Dopo la cospicua liquidazione che si è beccato ha anche il coraggio di tornare a riproporci i suoi servizi triti e ritriti! ...e voi esultate pure!!!
Ma per favore, provate a pensare quanta fatica facciamo noi poveri cristi a guadagnarci il nostro stipendietto, mentre lui si becca i milioni per la fama acquisita quando aveva davvero qualcosa da dire. Ora farebbe meglio a starsene a casa e non rubare più il nostro canone (obbligatorio).
il ritorno
finalmente la tv diventa più intelligente
Eh mbè!
Era ora nn vedo l'ora che torni..quando l'ho sentito da Fazio ho fatto i salti di gioia..
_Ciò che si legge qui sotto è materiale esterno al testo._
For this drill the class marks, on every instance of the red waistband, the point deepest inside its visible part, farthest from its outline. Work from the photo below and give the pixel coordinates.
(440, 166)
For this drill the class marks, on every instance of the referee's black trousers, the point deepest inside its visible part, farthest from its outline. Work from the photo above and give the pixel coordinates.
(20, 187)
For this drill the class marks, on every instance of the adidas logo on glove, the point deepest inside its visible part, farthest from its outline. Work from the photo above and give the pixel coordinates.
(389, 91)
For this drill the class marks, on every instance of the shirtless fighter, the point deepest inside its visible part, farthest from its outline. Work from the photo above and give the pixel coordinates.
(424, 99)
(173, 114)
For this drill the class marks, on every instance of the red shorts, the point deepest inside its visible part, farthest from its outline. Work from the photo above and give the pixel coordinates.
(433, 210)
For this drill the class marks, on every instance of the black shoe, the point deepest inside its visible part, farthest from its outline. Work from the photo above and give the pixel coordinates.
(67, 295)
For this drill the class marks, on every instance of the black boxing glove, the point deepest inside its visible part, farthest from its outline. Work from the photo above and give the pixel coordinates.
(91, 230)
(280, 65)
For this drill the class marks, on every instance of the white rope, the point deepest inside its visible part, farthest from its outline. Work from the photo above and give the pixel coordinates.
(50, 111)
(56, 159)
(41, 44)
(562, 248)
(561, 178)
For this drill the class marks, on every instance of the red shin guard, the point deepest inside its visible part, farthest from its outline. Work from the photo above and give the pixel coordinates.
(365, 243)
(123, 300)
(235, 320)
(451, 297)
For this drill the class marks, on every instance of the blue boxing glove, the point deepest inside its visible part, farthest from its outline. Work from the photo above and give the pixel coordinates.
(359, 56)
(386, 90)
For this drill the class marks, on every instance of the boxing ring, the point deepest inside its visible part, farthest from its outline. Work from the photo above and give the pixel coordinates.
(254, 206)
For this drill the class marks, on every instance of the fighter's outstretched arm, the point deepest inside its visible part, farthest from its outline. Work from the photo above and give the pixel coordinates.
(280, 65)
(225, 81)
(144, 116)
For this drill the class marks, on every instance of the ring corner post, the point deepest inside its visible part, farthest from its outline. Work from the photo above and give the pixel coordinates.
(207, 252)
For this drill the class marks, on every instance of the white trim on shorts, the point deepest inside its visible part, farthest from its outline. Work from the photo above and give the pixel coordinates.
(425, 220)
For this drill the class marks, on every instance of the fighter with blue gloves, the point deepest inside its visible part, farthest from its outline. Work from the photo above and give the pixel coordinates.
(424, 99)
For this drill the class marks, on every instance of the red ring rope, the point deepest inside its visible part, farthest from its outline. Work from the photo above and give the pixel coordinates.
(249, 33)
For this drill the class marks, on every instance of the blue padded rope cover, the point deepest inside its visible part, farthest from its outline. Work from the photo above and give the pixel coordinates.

Mamma mia però come è invecchiato!
menomale!
Ad alcuni ha fatto comodo mandare a casa un giornalista STORICO....intelligente, schietto e sicuramente non 1 zerbino x i politici.
Con lui ritorna un po' di cultura in rai, non vedo l'ora!!
finalmente!
un giornalista ke ne ha vissute e sa fare il suo lavoro...
anke se ormai sn dell'idea ke doveva starsene a casa... ma lo dico per lui... ki glilo fa fare di andare a lavorare tt i giorni in tv alla sua età?
molto + bravo e professionale di certi pseudogiovincelli di oggi ma....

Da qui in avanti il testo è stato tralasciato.